Many more businesspeople have thought about upgrading their business structure to an LLC (limited liability company) than have actually acted on it. The reason is simple, many aren’t quite sure how the process works. They may feel lost or intimidated by things like writing up articles of incorporation and other aspects of making their business “official” as far as the state is concerned.
But the benefits of becoming an LLC are often just too great to pass up: tax advantages, protection against personal liabilities, and greater business flexibility.
So how does one go about forming an LLC? Here are the 5 basic steps you need to follow:
1. Choosing a Name
You may wish to keep your current business name when you file for LLC status with your state’s LLC office, but that’s not always possible. You have to make sure the desired name is available – it cannot be the same as any other LLC entity within that state.
You can run specialized checks to discover which names are available, and you can pay a small fee to reserve your desired business name until you finish filing the articles of incorporation. Also, your name must officially end with “LLC” or the spelled out form “Limited Liability Company.”
2. Filing Articles of Incorporation
Articles of incorporation, or articles of organization as they’re often called with LLCs, are required regardless of business type or size if you’re going to form an LLC.
You have to include all the most essential information about your business in the articles of incorporation. This can include name of business, names of members, business’ location, company purpose, and other information, but it varies from state to state.
Many times, it’s wise to get expert assistance in drafting, finalizing, and filing your articles of incorporation to avoid any mistakes or omissions.
3. Creating an Operating Agreement
Not only must you file articles of incorporation to form an LLC, you must also draft an LLC operating agreement. This agreement must be assented to by all of the LLC members.
The agreement will spell out things like who owns the LLC or what percentage of it is owned by each member, how it will be managed, the voting procedure, how profits/losses will be handled, and what rights/responsibilities apply to each member.
You can’t form a business without rules for how it will be run. That’s why it’s important that your operating agreement be legally specific, valid, and practical. If you make mistakes in the operating agreement, you could risk losing control over your own business down the road.

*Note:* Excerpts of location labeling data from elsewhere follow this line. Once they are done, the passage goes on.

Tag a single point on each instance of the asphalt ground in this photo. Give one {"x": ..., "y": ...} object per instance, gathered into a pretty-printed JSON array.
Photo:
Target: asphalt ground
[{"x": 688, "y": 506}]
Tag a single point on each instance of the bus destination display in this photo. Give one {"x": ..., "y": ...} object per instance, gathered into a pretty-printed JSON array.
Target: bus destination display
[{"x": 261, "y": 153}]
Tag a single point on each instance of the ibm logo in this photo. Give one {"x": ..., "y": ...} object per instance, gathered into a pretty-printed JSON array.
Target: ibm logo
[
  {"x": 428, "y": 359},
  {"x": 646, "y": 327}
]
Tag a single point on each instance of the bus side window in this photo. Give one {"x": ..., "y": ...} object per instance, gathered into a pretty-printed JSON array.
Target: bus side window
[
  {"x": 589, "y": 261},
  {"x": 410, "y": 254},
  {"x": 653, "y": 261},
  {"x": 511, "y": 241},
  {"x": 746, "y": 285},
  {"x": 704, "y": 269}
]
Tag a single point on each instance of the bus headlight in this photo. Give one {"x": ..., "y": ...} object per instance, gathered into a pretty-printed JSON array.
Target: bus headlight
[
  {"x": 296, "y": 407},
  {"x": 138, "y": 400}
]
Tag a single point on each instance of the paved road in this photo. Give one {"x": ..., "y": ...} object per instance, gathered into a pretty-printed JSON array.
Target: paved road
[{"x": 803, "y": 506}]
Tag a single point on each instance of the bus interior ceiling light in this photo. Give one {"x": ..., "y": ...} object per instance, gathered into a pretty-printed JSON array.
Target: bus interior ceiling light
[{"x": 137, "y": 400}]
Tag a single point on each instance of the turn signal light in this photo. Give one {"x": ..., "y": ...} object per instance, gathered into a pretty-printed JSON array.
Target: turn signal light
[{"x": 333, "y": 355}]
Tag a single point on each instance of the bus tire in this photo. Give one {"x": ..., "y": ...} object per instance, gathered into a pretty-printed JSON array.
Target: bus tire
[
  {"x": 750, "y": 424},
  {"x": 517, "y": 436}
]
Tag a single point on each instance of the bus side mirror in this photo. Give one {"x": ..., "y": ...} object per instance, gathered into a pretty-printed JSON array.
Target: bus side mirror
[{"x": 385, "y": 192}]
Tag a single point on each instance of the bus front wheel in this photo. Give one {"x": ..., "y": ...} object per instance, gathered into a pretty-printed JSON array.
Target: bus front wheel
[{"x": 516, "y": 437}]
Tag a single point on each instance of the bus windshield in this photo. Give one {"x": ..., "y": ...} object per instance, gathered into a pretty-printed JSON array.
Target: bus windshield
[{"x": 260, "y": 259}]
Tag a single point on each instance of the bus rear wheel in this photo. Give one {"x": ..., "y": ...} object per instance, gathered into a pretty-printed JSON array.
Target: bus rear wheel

4. Publishing a Notice of LLC Formation
In a couple of states, you have to take the additional step of publicly publishing an official notice of the formation of your LLC in a local newspaper. This is seen as a bit old fashioned and unnecessary by most states, so it’s only required in Arizona and New York.
The newspaper notice has to stay in print for a specified period of time in order to be valid. Failing to take this step in the relevant states, technically, would delegitimize the formation of your LLC.
5. Obtaining Licenses/ Permits
In order to actually function as an LLC, more is necessary than just filing papers with the state that say you exist. You may also, depending on the state and the type of business, have to obtain various licenses and/or permits.
Also, in order to maintain your LLC status as valid, you have to keep records of your business finances and of business meetings in a detailed and proper way.
Forming an LLC is a big decision for any entrepreneur. The advantages it offers are often well worth it, but familiarity with the process and professional help in navigating it are going to be necessary to get it done.